Depois de 60 dias, Daniela refaz a avaliação para medir a evolução, e volta a aplicar o teste a cada 60 ou 90 dias. Segundo ela, essa avaliação contínua é feita não apenas por meio de aplicação de provas, mas também por meio dos gestores, para verificar quanto o motorista evoluiu em termos de redução de consumo e acidentes. “Se houve aumento de reclamações, pode ser feita uma reciclagem do treinamento. Essa prática é cíclica”, diz. “Aí a gente recupera esses pequenos déficits de aprendizagem.”
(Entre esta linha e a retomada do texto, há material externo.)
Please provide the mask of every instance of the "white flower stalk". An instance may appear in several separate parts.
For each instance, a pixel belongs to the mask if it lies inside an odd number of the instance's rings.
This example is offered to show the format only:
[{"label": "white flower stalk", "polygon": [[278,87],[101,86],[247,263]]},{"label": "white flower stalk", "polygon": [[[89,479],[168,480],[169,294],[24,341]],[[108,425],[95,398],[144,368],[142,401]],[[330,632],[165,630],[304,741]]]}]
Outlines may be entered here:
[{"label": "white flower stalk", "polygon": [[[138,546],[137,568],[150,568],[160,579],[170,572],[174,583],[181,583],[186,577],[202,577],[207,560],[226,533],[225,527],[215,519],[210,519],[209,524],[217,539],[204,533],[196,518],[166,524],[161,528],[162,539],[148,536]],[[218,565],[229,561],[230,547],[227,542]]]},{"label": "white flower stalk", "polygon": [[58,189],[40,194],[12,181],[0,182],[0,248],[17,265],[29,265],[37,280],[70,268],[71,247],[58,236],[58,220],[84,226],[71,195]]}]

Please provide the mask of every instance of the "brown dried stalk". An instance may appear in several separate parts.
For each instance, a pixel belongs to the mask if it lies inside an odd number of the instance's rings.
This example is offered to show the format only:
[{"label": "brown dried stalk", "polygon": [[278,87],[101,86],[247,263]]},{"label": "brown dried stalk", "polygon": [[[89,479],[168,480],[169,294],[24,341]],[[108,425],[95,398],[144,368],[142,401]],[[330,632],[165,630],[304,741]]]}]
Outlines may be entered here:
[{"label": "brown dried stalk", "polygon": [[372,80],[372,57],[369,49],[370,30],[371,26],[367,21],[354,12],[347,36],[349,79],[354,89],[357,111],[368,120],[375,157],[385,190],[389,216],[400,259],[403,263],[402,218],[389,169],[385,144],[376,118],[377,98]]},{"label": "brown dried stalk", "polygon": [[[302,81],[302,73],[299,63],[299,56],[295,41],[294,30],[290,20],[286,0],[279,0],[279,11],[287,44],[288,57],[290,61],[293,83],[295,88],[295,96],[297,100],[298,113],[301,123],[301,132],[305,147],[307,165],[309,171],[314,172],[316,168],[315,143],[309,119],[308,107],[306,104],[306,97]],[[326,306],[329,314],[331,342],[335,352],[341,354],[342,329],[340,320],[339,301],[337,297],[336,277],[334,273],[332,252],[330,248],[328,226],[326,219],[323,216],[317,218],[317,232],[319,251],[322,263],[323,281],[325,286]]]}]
Citando números da American Automobile Association – federação de associações automobilísticas dos EUA -, ela diz que o treinamento da direção defensiva contribui no mínimo com 11% na redução de acidentes. Quanto ao consumo de combustível, segundo ela, boas práticas ao volante podem resultar em redução de 7%, com a consequente diminuição na emissão de gás carbônico. “Para essa leitura nova do mercado, de ESG (responsabilidade ambiental, social e governança corporativa, na sigla em inglês), isso é um dado importantíssimo.”
Lei do Caminhoneiro
Em julho, entraram em vigor alterações na Lei 13.103/2005, conhecida como Lei do Caminhoneiro. Entre as mudanças, determinadas pelo Supremo Tribunal Federal (STF), está a obrigatoriedade de descanso de 11 horas ininterruptas do profissional. No entanto, a medida não foi bem recebida por todos. Em recente entrevista ao Estradão – canal de notícias do segmento de transportes do Estadão -, o assessor técnico da Associação Nacional do Transporte e Logística (NTC & Logística), Lauro Valdivia, disse que algumas alterações vão tornar a profissão ainda menos atrativa. Segundo ele, embora a intenção na mudança da jornada de trabalho tenha sido boa, o efeito pode ser negativo, por elevar o tempo de viagem e também devido à falta de condições adequadas nos pontos de parada nas rodovias.